Diese Stimme, die dir sagt, dass du gleich auffliegen wirst? Jeder Tech Leader kennt sie.


My personal story

Manchmal, wenn ich CTO oder Engineering Manager war, besonders nachdem ich für eine neue Position eingestellt wurde, "einen Sprung nach oben gemacht" hatte, mich im Bewerbungsgespräch sehr gut verkauft hatte, verantwortlich war für Dutzende Entwickler, QA, DevOps und Data Teams, Websites mit Millionen Usern, Gespräche mit erfahrenen CEOs führte - fragte ich mich "Was mache ich hier?

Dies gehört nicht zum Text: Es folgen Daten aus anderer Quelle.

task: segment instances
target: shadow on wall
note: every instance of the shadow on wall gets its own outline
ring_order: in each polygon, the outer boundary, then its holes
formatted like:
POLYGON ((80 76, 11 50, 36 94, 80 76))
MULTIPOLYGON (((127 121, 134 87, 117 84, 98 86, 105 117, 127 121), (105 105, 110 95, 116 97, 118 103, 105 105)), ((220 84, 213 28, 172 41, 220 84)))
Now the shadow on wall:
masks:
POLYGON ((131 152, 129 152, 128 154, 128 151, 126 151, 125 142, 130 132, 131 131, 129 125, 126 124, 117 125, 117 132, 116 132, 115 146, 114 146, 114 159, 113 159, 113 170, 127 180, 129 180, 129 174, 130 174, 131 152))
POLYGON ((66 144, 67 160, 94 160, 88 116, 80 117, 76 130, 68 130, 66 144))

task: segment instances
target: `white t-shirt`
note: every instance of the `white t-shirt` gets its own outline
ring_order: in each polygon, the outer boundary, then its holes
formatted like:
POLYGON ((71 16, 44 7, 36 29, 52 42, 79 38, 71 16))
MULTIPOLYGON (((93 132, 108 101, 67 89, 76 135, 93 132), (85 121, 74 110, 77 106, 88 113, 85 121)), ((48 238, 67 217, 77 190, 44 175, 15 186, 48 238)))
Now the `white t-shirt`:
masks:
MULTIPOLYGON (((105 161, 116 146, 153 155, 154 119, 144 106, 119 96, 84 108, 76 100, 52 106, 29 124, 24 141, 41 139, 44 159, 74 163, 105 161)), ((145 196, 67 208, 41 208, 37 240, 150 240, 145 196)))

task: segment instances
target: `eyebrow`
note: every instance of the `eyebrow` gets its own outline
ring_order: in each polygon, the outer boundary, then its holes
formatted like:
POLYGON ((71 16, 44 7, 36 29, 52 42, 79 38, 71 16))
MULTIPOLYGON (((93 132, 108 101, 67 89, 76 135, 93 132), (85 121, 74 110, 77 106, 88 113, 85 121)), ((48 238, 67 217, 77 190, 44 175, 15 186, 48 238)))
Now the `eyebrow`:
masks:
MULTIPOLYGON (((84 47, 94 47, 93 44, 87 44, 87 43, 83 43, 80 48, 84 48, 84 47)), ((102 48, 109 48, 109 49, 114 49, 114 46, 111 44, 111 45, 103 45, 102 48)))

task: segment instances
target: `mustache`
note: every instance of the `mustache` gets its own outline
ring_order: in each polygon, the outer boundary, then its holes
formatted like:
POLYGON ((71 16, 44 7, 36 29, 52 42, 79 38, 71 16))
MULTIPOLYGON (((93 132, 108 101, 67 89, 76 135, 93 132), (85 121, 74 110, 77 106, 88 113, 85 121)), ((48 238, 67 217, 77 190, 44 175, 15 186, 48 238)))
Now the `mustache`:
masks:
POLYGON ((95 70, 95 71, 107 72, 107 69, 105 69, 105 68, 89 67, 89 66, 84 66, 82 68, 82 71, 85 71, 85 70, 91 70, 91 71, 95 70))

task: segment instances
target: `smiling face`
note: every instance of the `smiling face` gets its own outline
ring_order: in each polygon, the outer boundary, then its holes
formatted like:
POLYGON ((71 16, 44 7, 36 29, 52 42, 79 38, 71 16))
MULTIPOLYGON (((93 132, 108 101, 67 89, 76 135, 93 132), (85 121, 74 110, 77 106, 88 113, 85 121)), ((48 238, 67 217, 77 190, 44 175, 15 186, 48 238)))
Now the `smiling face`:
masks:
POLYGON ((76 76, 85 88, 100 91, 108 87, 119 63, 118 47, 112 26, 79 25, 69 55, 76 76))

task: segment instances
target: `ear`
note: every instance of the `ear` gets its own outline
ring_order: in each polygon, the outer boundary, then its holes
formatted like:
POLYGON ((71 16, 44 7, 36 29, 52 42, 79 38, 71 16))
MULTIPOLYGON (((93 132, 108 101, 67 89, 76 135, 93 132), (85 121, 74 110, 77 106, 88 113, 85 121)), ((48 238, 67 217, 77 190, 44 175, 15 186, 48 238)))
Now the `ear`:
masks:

Bin ich überhaupt qualifiziert?" Aber die Dinge liefen voran, ich bekam positives Feedback, und als ich mich umsah, stellte ich fest, dass ich - faktisch - die am besten qualifizierte Person für den CTO Posten im Unternehmen war - und solange ich nicht gefeuert wurde, ist alles okay.

Die versteckte Epidemie

Du bist in einem Board Meeting. Alle schauen dich an für die Technologie-Antwort. Und irgendwo im Hinterkopf flüstert eine Stimme: “Sie werden herausfinden, dass ich nicht wirklich weiß, was ich tue.”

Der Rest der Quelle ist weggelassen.